Illinois officials rename Asian carp in effort to appeal to consumers

A U.S. Fish and Wildlife Service employee boats through the Illinois River as hundreds of Asian carp jump out of the water.

Officials in the U.S. state of Illinois have unveiled a new name for Asian carp, an invasive species that is threatening to enter the Great Lakes in an effort to make it more appealing to consumers.

Announced on 22 June, the new name is “copi,” which is short for copious – a suitable word for the fish brought to U.S. fish farms in the 1970s to help control algae blooms. The fish – bighead carp, silver carp, and grass carp – were lumped together under the Asian carp name.

However, the name carp is often associated with bottom-feeding fish, and a worse flavor. State officials and chefs say that belies the fact that these fish are lighter-tasting and versatile, which led to the rebranding effort that started in February 2021.

Nick Adam of Span Studio, the Chicago, Illinois-based group that helped come up with the copi name, said 85 percent of the more than 350 Illinois residents surveyed for the project had heard of the fish. However, just 5 percent had tried it.

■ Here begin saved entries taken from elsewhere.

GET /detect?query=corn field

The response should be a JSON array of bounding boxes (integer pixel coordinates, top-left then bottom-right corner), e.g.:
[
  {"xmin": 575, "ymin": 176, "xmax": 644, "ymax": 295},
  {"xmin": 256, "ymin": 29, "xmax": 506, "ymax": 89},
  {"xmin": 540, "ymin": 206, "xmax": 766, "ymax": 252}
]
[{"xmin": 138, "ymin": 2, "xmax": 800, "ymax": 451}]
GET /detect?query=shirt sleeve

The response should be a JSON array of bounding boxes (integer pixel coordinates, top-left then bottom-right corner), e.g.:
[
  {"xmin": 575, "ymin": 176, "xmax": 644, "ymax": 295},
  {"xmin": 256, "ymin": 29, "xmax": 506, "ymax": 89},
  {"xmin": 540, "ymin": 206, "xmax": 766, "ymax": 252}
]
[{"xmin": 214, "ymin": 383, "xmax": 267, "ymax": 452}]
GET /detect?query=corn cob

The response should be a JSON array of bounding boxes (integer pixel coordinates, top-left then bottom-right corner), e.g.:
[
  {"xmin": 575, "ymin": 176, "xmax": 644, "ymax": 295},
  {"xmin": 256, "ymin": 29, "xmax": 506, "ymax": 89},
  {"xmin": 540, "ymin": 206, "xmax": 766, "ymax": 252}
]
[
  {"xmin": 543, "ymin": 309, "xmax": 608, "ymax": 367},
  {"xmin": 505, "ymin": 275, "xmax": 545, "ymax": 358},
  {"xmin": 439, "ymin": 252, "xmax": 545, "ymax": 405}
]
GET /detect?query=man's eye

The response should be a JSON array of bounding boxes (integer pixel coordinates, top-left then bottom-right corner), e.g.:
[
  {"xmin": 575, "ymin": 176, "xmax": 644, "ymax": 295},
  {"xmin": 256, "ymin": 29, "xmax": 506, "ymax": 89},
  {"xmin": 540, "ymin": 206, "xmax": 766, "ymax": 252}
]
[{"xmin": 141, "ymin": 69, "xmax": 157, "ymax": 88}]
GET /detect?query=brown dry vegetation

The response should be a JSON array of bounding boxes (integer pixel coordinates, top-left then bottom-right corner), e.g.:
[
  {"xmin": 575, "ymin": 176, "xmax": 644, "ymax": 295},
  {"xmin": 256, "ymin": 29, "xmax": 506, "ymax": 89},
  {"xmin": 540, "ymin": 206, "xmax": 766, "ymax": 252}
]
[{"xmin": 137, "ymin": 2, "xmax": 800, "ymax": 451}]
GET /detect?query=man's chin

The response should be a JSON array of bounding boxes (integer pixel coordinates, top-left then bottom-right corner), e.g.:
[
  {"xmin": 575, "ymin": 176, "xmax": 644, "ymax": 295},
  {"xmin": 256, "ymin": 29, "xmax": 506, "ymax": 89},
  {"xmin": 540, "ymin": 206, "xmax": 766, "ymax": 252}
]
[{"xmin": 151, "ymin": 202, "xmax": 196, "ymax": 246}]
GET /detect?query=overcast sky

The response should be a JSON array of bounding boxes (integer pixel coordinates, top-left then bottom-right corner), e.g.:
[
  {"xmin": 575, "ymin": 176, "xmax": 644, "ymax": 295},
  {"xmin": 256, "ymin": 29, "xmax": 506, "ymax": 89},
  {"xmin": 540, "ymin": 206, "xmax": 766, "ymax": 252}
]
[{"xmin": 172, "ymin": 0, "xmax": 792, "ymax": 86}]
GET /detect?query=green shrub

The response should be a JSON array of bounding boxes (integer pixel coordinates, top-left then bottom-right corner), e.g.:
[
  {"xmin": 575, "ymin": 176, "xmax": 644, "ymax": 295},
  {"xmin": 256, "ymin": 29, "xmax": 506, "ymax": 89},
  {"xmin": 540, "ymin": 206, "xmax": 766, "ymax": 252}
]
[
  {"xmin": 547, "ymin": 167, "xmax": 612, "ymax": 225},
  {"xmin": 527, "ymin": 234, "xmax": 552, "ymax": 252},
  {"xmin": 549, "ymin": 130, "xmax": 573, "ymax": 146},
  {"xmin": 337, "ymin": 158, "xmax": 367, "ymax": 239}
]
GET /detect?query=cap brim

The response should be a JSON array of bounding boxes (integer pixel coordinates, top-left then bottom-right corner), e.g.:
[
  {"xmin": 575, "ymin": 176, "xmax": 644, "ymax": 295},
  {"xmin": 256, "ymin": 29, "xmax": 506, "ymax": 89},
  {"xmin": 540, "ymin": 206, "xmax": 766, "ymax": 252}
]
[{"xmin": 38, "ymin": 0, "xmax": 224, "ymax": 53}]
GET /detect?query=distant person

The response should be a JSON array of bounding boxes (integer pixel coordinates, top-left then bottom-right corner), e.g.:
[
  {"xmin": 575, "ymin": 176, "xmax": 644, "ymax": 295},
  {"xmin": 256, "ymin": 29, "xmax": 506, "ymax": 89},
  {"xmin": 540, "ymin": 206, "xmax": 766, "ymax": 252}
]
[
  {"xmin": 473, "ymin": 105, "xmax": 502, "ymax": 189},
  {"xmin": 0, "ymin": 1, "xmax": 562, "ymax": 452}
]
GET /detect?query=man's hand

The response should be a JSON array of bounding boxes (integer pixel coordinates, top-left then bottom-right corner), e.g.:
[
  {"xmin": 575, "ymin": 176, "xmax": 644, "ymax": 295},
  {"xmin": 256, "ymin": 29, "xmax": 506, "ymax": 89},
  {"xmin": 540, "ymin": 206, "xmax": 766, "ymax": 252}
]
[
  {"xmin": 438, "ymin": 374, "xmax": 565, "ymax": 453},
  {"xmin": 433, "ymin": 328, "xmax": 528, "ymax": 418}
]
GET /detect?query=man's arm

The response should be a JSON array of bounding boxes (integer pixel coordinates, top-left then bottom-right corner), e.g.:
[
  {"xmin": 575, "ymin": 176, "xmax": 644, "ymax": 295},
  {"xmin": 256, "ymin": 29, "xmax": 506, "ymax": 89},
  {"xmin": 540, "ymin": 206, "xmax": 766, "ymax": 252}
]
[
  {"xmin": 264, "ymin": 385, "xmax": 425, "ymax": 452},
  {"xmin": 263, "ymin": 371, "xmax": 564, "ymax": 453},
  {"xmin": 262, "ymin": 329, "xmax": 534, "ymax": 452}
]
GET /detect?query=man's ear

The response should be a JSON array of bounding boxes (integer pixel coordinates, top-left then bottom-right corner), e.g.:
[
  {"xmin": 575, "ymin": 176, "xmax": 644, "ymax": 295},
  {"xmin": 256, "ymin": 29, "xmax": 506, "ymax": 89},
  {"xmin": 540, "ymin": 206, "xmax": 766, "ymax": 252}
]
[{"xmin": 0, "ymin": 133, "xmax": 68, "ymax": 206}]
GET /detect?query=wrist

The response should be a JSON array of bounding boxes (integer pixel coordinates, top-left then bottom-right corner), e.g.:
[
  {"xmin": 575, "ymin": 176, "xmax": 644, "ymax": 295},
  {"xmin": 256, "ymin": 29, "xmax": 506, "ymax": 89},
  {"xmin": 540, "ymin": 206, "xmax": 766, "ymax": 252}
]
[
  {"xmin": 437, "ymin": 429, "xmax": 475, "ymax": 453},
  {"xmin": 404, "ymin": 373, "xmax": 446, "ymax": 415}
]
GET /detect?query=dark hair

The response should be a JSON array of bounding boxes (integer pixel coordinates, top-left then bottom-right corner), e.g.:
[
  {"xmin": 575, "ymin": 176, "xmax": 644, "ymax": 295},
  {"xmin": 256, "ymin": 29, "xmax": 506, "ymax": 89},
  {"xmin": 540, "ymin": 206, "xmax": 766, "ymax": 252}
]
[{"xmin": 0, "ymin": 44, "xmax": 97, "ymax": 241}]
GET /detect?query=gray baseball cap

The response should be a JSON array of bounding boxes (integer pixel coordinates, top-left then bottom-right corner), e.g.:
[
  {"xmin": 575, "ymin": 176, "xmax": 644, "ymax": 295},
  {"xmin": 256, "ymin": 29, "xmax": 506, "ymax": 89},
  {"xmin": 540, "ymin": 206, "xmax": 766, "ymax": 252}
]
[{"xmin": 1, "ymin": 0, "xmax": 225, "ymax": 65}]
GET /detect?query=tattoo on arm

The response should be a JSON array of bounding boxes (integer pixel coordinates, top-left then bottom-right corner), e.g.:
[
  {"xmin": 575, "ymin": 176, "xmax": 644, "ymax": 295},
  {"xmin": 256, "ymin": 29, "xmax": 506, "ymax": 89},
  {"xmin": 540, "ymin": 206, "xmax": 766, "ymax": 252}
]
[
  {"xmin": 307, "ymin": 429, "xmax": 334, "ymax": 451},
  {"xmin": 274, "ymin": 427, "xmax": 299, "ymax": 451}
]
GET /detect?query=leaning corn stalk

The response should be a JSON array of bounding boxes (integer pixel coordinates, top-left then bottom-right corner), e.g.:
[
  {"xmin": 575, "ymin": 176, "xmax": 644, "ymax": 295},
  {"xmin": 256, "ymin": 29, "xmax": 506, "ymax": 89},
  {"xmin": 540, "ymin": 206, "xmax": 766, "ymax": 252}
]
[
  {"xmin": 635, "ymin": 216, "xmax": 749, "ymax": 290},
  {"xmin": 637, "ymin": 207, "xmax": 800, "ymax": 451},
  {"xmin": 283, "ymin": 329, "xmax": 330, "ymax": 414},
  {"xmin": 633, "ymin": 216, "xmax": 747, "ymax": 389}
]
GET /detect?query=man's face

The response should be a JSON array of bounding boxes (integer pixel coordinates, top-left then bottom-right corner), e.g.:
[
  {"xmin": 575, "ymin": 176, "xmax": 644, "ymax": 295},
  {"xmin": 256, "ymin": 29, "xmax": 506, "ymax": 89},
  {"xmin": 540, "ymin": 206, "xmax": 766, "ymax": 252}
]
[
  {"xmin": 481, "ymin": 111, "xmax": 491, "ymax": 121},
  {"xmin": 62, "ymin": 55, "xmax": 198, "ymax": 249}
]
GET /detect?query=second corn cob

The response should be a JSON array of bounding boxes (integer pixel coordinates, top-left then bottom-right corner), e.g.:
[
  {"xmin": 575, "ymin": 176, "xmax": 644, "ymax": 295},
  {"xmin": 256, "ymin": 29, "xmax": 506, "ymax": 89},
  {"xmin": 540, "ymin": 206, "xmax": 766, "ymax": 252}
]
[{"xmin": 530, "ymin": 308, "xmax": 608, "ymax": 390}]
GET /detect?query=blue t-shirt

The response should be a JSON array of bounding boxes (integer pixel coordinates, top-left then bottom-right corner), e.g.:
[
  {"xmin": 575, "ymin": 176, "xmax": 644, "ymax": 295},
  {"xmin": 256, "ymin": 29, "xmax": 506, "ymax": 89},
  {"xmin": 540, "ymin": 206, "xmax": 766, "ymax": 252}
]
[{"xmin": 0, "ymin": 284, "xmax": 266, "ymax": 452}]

“It has all the characteristics people love about fish they eat, but few people know this,” Adam said.

The rebrand would not be the first time a fish has been renamed in an effort to gain broader appeal. Patagonian toothfish is now called Chilean sea bass, and slimehead is now known as orange roughy.

If a consumer market is established for the fish, it will have plenty of supply. Shortly after the carp were introduced in the U.S., they breached farms and entered waterways and began to dominate ecosystems.  Illinois Department of Natural Resources Assistant Chief of Fisheries Kevin Irons said the carp species now make up as much as 70 percent of the biomass in the Illinois River.

The renaming adds to past efforts to turn the invasive species into a marketable commodity. In 2020, a Canadian company launched a brand of dog food that uses the carp. And during bait shortages in U.S. and Canadian lobster fishery, the fish was presented as a solution to the shortage – a solution Canada ultimately nixed.  

Now officials are hoping this latest effort is the key to finally combating the invasive species.

“What a grand success it would be to reduce that to just 10, 15, or 20 percent, and we have demonstrated with agency efforts that this is possible,” Irons said in a video statement.

In a video announcing the new name, several Chicago-area chefs discussed how they used the fish in their dishes. Some even discussed using it as a substitute for ground beef in burgers, meatballs, and sauces.

To help with the name change and promote consumption of the fish, the department announced the launch of a #choosecopi social media campaign.